La incidencia de criptorquidia tiene un carácter claramente hereditario: en padres de niños con el problema es de 1,5 a 4% y entre hermanos es de 6%. Es importante derivar y tratar oportunamente a estos niños, puesto que a partir del 10º mes de vida se produce daño de la línea celular germinal. En niños mayores y cuando el problema es bilateral el daño produce altos porcentajes de infertilidad si no se ha resuelto el problema.
En cuanto a la etiología de la criptorquidia, las alteraciones del eje hipotálamo hipofisiario gonadal (Síndrome de Kallman) son causales que ven fundamentalmente los endocrinólogos.
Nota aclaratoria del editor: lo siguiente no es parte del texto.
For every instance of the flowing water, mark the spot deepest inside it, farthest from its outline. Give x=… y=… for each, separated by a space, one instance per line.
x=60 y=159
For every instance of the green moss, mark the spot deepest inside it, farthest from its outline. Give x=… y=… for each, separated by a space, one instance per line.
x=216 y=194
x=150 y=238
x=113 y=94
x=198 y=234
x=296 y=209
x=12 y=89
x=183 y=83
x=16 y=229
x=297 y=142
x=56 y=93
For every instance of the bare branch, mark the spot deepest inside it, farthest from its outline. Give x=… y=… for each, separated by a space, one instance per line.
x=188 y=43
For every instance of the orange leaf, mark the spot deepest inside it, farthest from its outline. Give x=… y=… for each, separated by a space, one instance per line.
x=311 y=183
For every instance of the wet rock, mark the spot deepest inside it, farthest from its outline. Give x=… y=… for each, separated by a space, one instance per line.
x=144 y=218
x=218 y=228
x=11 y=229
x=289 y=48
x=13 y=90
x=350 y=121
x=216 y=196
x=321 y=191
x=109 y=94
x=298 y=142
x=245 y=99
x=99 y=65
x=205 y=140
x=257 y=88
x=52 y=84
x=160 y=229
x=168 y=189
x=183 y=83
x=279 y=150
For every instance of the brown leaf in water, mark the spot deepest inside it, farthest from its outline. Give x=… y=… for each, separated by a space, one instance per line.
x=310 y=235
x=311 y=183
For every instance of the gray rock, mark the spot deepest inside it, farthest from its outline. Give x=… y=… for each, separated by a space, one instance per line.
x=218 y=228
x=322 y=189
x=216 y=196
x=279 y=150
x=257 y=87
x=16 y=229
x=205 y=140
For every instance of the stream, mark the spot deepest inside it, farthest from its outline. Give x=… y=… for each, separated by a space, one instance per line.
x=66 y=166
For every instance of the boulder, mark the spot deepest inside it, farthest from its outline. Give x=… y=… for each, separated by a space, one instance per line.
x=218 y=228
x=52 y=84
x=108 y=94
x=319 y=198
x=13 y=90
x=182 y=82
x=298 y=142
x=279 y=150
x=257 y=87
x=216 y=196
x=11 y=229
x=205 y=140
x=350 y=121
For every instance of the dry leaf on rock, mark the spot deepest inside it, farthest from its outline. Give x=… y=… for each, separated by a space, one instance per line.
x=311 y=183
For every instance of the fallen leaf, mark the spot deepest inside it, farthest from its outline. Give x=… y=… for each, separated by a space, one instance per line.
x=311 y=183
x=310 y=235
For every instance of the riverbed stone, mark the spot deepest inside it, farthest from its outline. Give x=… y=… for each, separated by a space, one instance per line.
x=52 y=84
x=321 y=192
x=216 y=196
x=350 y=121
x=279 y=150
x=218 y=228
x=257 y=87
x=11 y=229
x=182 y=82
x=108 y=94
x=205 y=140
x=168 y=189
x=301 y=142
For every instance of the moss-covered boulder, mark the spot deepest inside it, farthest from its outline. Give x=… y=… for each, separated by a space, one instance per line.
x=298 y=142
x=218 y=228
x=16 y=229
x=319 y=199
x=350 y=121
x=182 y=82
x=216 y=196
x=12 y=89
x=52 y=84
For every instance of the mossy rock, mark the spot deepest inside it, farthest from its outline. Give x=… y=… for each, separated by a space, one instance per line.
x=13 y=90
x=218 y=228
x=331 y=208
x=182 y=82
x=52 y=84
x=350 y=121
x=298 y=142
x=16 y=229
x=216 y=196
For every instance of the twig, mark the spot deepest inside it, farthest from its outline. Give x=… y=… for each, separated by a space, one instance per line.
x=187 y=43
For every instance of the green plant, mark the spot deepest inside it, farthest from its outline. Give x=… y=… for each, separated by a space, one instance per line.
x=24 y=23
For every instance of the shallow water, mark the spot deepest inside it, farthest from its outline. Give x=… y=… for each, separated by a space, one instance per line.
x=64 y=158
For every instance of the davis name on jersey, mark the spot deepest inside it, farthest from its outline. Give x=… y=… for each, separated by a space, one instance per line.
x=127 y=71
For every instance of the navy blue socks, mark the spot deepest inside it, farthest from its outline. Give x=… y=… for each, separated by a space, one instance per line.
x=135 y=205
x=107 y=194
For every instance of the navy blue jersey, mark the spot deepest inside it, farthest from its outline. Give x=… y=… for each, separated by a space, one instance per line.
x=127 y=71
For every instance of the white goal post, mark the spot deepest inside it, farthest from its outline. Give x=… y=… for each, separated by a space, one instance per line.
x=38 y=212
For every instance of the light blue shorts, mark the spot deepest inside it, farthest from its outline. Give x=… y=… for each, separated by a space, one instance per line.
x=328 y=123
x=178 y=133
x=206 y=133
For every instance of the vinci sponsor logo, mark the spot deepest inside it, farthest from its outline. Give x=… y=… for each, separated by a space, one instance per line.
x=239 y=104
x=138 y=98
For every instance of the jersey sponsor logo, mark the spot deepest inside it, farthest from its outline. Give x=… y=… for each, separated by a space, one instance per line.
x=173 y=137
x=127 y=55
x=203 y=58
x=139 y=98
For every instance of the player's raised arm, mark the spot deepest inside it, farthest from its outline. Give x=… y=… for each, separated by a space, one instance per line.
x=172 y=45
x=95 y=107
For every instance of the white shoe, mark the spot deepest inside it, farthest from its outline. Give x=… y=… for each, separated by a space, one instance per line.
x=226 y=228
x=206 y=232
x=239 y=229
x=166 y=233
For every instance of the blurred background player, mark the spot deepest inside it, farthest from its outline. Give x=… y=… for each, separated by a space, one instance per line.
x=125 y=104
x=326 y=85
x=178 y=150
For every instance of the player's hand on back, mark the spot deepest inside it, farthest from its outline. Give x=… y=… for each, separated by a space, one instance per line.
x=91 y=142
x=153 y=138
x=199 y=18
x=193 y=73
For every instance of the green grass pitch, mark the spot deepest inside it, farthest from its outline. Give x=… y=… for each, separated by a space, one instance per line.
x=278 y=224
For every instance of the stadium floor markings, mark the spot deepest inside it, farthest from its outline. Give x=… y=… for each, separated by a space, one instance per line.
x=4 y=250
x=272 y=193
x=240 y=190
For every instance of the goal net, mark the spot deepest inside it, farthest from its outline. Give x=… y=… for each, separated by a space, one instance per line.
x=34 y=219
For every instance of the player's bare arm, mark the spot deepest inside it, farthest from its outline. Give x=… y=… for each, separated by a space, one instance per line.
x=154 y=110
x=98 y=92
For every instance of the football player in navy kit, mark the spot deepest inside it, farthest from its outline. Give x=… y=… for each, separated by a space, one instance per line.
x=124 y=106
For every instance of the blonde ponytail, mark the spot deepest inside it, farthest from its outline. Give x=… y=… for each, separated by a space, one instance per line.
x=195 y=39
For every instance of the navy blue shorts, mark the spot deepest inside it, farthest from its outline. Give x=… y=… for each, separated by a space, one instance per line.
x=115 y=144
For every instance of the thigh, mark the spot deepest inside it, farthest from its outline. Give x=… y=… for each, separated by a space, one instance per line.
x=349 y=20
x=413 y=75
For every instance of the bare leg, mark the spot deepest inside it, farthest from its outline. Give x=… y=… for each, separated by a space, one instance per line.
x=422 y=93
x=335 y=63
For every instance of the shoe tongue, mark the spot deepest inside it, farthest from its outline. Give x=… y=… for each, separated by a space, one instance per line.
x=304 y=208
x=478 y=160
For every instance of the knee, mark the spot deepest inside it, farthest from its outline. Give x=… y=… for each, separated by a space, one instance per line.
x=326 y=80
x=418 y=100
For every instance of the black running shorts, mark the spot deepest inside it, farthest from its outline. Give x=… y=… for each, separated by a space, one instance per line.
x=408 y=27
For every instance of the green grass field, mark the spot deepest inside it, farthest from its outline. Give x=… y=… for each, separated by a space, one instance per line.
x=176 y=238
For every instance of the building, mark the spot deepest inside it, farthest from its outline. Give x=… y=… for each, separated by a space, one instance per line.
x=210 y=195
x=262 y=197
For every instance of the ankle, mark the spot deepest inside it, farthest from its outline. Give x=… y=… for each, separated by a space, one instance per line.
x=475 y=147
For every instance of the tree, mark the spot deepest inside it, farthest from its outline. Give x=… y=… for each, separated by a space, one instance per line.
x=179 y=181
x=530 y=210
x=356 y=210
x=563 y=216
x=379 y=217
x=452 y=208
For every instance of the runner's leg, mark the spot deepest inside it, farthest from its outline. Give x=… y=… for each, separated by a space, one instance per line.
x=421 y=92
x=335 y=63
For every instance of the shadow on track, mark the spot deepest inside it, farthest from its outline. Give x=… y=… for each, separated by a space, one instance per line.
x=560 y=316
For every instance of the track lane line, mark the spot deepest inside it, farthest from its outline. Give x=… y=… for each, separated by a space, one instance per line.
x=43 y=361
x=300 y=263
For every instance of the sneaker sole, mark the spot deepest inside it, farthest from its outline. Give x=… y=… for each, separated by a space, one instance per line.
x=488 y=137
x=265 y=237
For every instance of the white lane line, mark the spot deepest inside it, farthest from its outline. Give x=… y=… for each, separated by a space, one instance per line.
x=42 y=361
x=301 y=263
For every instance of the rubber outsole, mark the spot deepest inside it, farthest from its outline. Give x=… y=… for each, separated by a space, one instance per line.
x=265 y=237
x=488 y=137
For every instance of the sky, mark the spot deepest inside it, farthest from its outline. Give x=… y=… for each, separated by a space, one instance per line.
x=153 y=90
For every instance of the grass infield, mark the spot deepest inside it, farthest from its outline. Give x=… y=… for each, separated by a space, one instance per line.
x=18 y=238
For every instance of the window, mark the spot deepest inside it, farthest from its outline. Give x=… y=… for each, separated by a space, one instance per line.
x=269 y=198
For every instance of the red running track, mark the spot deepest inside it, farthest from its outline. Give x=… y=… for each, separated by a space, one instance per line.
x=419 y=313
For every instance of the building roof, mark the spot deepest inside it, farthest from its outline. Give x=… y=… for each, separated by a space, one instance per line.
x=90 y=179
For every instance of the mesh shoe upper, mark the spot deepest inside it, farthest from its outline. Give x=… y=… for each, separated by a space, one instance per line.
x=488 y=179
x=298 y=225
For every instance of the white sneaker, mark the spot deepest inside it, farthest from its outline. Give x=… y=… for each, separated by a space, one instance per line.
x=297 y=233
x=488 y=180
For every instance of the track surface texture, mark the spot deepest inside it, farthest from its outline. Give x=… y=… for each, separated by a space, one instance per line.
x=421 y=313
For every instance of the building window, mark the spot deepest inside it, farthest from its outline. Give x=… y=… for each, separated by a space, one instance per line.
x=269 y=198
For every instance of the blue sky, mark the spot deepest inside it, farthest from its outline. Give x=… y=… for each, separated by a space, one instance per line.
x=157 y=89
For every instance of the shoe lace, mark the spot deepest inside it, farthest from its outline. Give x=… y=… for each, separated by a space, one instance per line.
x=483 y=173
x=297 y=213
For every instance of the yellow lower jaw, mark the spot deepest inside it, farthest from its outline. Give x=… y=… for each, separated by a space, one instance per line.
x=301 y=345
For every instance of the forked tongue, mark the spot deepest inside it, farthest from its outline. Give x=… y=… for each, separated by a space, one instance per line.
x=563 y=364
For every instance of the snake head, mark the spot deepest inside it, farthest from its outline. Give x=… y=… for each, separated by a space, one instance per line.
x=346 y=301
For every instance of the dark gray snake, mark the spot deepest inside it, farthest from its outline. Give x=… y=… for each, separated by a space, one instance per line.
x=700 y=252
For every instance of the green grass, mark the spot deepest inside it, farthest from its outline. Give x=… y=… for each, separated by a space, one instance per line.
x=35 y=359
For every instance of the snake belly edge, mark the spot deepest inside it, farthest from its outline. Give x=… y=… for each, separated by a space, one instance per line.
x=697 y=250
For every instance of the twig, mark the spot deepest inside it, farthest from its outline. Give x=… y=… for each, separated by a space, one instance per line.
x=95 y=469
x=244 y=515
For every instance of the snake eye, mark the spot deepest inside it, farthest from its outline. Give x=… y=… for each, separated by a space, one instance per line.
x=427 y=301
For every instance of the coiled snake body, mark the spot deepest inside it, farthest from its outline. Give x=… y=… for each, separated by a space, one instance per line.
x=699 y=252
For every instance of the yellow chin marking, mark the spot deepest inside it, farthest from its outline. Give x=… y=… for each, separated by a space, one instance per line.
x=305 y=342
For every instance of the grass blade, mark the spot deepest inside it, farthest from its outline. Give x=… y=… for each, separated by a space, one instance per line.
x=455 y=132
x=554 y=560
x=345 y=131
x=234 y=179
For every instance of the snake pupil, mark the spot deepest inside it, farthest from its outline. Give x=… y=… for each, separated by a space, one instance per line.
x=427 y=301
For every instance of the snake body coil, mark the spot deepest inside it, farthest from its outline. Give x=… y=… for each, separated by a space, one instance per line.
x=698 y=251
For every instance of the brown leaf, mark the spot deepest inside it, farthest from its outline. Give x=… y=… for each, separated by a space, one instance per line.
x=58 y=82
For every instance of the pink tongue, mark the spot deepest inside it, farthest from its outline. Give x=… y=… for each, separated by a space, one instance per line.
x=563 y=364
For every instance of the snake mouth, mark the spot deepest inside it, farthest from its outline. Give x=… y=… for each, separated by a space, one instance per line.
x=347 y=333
Por lo tanto la gran mayoría de estos pacientes descenderán sus testes con manejo médico y no quirúrgico.
Existe un factor androgénico denominado descendina, que se ha aislado en animales pero no ha sido descrito en el embrión humano, que actuaría sobre el gubernaculum para permitir el descenso.
Una de las teorías más en boga es la del nervio genitofemoral; establece que existe un péptido neurotransmisor relacionado con el gen de la calcitonina (Calcitonin Gen-Related Peptide) (CGRP) que es liberado por el nervio bajo la influencia androgénica entre la 26 y 40 semana de edad gestacional. Este péptido induce un aumento del AMP cíclico a nivel del gubernaculum, lo que hace que éste se contraiga, y al mantenerse en forma reiterada a través del tiempo, lograría el descenso del testículo. Esto se ha comprobado en animales a los que se ha resecado el nervio genitocrural, con lo que se reproduce la criptorquidia (Figura 1).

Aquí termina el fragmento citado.